SET language

  • Suppose we are entering data of 2 diff countires in our table. one is US ans another is Uk so both their time formats so how can we manage the insertion od data for diff date formats.

    When you (in the United States) run a query to insert U.S. orders into the system, you use the date format mm/dd/yyyy (Dec 19, 2003). When the UK accountant sends you their INSERT statements, they send the data in dd/mm/yyyy format (19 Dec, 2003). The UK orders that look like 19/12/2003 and some fail upon insert with the following error:

    Server: Msg 242, Level 16, State 3, Line 1

    The conversion of a char data type to a datetime data type resulted in an out-of-range datetime value.

    The statement has been terminated.

    I heard about the SET language function and used that like this..

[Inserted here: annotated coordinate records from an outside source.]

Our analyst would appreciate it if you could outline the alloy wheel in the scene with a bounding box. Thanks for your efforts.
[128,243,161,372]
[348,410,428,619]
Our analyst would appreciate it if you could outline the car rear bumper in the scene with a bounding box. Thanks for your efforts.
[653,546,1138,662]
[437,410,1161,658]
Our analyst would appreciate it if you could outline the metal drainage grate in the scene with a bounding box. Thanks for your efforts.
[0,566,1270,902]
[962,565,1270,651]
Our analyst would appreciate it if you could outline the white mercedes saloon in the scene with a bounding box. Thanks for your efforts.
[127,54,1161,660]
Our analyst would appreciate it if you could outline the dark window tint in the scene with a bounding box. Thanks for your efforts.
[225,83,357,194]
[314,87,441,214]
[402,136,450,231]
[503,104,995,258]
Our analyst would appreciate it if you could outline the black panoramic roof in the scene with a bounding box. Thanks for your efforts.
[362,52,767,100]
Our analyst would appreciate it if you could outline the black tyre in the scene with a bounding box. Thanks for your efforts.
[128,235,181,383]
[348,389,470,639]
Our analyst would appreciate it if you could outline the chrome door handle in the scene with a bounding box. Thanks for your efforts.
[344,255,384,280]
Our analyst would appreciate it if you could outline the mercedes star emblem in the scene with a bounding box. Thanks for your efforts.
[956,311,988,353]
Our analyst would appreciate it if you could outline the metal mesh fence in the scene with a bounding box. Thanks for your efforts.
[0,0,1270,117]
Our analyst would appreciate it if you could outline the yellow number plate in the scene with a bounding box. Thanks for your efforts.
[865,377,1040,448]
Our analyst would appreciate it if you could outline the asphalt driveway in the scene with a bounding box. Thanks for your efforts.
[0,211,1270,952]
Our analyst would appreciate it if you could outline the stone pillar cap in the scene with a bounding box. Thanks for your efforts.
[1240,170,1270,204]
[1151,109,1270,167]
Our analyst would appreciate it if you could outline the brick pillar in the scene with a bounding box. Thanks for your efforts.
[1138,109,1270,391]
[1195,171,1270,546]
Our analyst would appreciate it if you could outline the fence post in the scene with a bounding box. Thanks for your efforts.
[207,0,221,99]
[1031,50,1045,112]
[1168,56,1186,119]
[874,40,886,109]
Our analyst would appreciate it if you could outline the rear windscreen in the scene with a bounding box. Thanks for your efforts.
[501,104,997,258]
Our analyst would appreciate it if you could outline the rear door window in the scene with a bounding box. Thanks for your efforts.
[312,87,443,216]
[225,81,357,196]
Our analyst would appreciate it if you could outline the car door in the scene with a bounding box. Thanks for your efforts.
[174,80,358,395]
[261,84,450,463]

    declare @date datetime

    set @date=GETDATE()

    set language us_english

    SELECT DATEADD(d,-1,@date) as US

    set language British

    SELECT DATEADD(d,-1,@date) as UK

    When i run this query i got the following message

    Changed language setting to us_english.

    (1 row(s) affected)

    Changed language setting to British.

    (1 row(s) affected)

    results are:

    US

    2012-10-11 13:07:17.760

    UK

    2012-10-11 13:07:17.760

    how can see the conversion as both are displaying in same format here..

    _______________________________________________________________
    To get quick answer follow this link:
    http://www.sqlservercentral.com/articles/Best+Practices/61537/

  • SET DATEFORMAT (which is implicitly set by using SET LANGUAGE) controls the interpretation of character strings into date datatypes.

    You can see the effect here:

    set dateformat mdy --(which would be set by using SET LANGUAGE us_english)

    select cast('10/13/2012' as datetime)

    set dateformat dmy --(from SET LANGUAGE British)

    select cast('10/13/2012' as datetime)

    In your example, your were using the @date variable of datetime datatype, so set dateformat/language would have no effect.

    For the problem you're having, use the relevant set dateformat statement for the separate UK/US inserts, or see if there's a way to get the datetime data in ISO 8601 format (YYYY-MM-DDThh:mm:ss), where the values of dateformat & language are not considered.